レポート/資料

ESGリスクトピックス 2023年度 No.3

2023.6.1

<気候変動・自然資本>
G7首脳声明「2035年までにGHG排出60%削減」を強調、TNFDに期待示す

5月19日から21日に広島で開催されたG7首脳会合は声明を公表し、世界の温室効果ガス(GHG)排出量を2019年比で「2035年までに60%削減することの緊急性が高まっている」と強調した。また「昆明・モントリオール生物多様性枠組(GBF)」*の採択を受けて、ネイチャー・ポジティブ経済への移行を促進・支援するとし、企業に取り組みを求めた。声明では特に今年9月に予定されている自然関連財務情報開示タスクフォース(TNFD)**の発表に期待を示し、市場関係者、政府および規制当局が開発を支援するように強く求めている。

(参考情報:2023年5月26日付 外務省HP

<情報開示>
非財務情報の国際開示基準、「不平等」と「社会」の策定を同一組織に一本化へ

企業の非財務情報開示の国際基準で準備が進められている「不平等」と「社会」の2テーマの策定作業を同一組織に一本化することになった。不平等関連財務開示に関するタスクフォース(TIFD:Task Force on Inequality-related Financial Disclosures)の準備組織が4月13日、非財務情報(ESG)課題のうち「S(社会)」の開示フレームワークの開発を目指している社会関連財務情報開示タスクフォース(TSFD:Taskforce on Social-related Financial Disclosures)と統合することを公表した。TCFDやTNFDとの相互運用性を確保した設計を目指す。

(参考情報:2023年4月13日付 TIFD HP

<景品表示法>
景品表示法に基づく課徴金が過去最大

消費者庁は4月11日、特定企業に対して、景品表示法違反の課徴金では過去最高となる6億744万円の納付を命令した。
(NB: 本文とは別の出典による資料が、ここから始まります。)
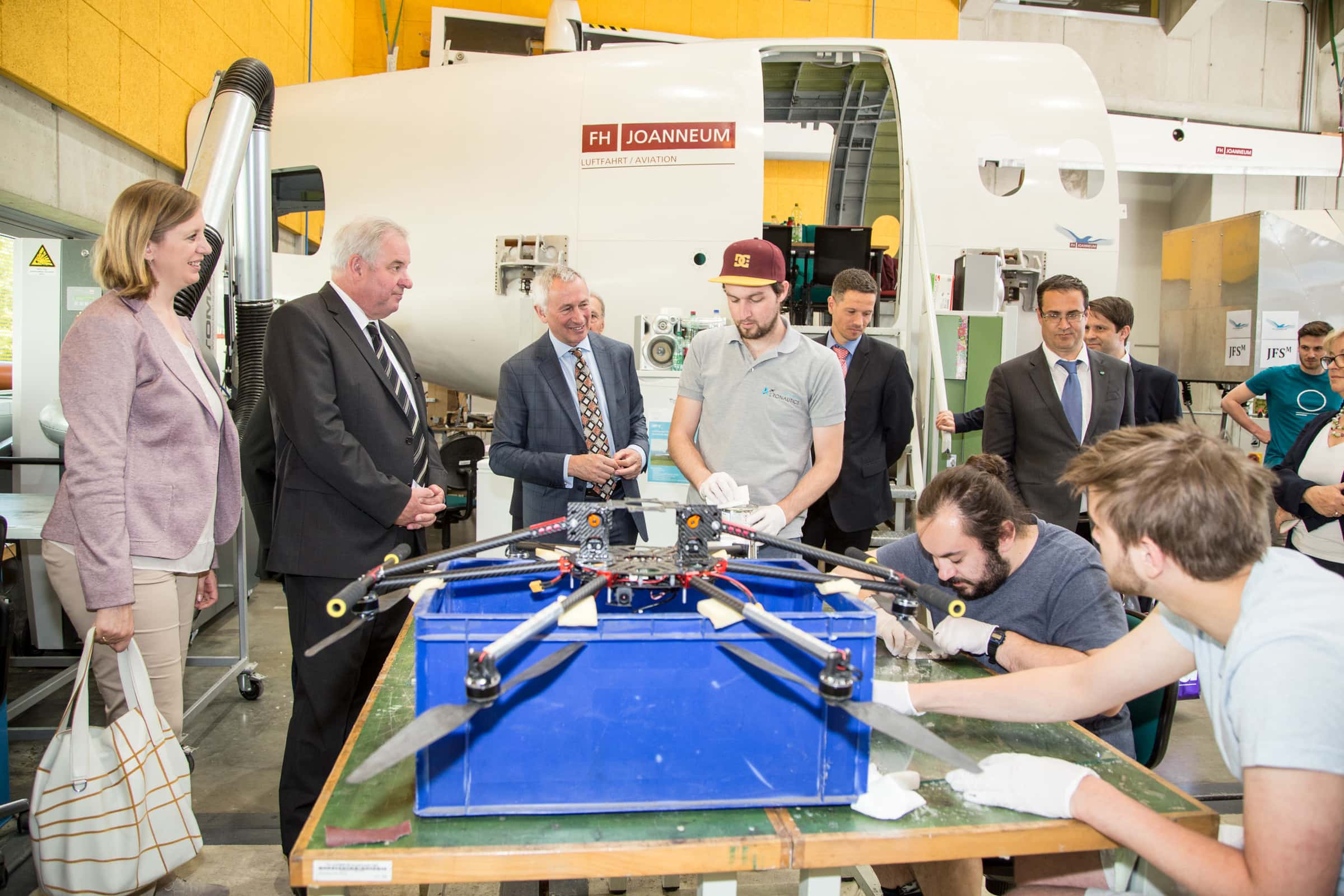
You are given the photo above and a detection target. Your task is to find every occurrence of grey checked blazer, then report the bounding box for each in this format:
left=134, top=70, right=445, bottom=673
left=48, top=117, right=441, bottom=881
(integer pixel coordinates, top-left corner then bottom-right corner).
left=489, top=333, right=649, bottom=540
課徴金制度が景品表示法に導入された2016年以降、課徴金納付命令の措置が取られたケースは100件以上あり、その対象は大手企業も少なくない。

景品表示法に違反する不当表示(優良誤認表示、有利誤認表示等)は、事業者側に故意や過失が無い場合でも、課徴金納付命令の措置対象となる。

(参考情報:消費者庁HP①消費者庁HP②

<サイバー>
2,000を超える不正アクセスを検知サプライチェーンリスクが浮き彫りに、IPA調査

独立行政法人 情報処理推進機構(IPA)は4月25日、「令和4年度中小企業等に対するサイバー攻撃の実態調査」調査実施報告書を公表した。調査期間中、対象企業に設置したUTM*やEDR**などのセキュリティ装置から2,000を超える不正アクセスを検知、サプライチェーンの弱点を突いた攻撃の増加を裏付けた形だ。
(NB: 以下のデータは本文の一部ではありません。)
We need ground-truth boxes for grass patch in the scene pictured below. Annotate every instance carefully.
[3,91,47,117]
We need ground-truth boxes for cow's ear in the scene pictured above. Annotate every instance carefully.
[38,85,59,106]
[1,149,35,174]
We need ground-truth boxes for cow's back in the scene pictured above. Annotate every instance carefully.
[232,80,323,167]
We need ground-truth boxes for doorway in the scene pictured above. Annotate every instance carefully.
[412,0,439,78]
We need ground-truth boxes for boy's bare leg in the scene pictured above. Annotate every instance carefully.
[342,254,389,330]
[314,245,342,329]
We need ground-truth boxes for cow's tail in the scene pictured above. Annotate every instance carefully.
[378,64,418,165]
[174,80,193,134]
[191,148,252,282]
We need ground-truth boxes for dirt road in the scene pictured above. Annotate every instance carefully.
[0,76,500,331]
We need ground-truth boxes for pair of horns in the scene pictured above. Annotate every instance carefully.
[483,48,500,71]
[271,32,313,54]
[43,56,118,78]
(参考情報:2023年4月25日付 独立行政法人 情報処理推進機構HP「令和4年度中小企業等に対するサイバー攻撃の実態調査」調査実施報告書について

<危機管理広報>
スープ専門チェーン、一部で批判の離乳食の無償提供に意見公表

4月末にスープ専門チェーン店による離乳食の無償提供を開始するとの予告発表が、SNS上で賛否両論を呼び、その後の同社広報対応が称賛を集めた。従業員の不適切な顧客対応やSNSにおける公式アカウントでの発信内容が社会的非難を浴び、その後の広報対応の失敗で火に油を注ぐケースが多くある中で、企業イメージを向上させる形で事態が収束したケースは比較的珍しい。

<内部統制>
COSO、サステナ報告の信頼向上へ、内部統制「原則」の活用促すガイダンスを公表

米国のトレッドウェイ委員会支援組織委員会(COSO)が3月30日、企業のサステナビリティ開示情報の信頼性向上のため、既存の内部統制フレームワーク(ICIF)の活用を促す補助ガイダンスを公表した。
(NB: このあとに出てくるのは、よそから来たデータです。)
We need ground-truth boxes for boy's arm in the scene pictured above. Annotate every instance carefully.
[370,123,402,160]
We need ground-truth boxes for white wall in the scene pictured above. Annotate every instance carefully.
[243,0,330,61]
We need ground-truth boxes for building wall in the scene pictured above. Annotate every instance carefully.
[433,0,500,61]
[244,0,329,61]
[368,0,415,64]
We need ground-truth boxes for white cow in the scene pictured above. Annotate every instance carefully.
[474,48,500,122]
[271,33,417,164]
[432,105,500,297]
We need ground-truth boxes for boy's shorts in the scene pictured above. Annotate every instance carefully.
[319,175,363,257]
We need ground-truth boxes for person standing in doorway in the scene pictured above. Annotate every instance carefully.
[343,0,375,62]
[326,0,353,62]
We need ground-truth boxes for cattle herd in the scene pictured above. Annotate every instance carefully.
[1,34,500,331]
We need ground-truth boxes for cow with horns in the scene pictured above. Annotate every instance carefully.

タイトルは「Achieving Effective Internal Control over Sustainable Reporting (ICSR )」。ICIFで有効な内部統制の要件として示す17の「原則」について、サステナビリティ情報開示に適用するための説明をまとめた。

(参考情報:2023年3月30日付 COSO HP

<情報開示>
国内企業の非財務情報開示が進展、IR協議会調査で判明

日本IR協議会は4月14日、第30回「IR活動の実態調査」の結果を公表した。それによると、以前の調査結果に比べて、非財務情報開示を中心に株主・投資家向け広報(IR)活動の進展があったと評価。ESGを含む非財務情報の開示では多くの企業でIR部門と他部門の連携が進む一方、統合報告書の作成で社内のリソース不足が一部企業で課題になった。また、コーポレートガバナンス・コード(CGコード)の対応状況の回答では、東京証券取引所の調査結果との隔たりも見られる。

(参考情報:2023年4月14日付 日本IR協議会HP

<ERM>
金融庁、「コーポレートガバナンス改革の実質化に向けたアクション・プログラム」を提言。企業の持続的な成長と中長期的な企業価値向上を促す

金融庁は4月26日、「コーポレートガバナンス改革の実質化に向けたアクション・プログラム」(「スチュワードシップ・コード及びコーポレートガバナンス・コードのフォローアップ会議」の意見書(6))を公表した。意見書では企業の持続的な成長と中長期的な企業価値向上を促すためのコーポレートガバナンス改革に関する現状の課題の整理、今後の取り組みに向けた施策や検討の内容を提言。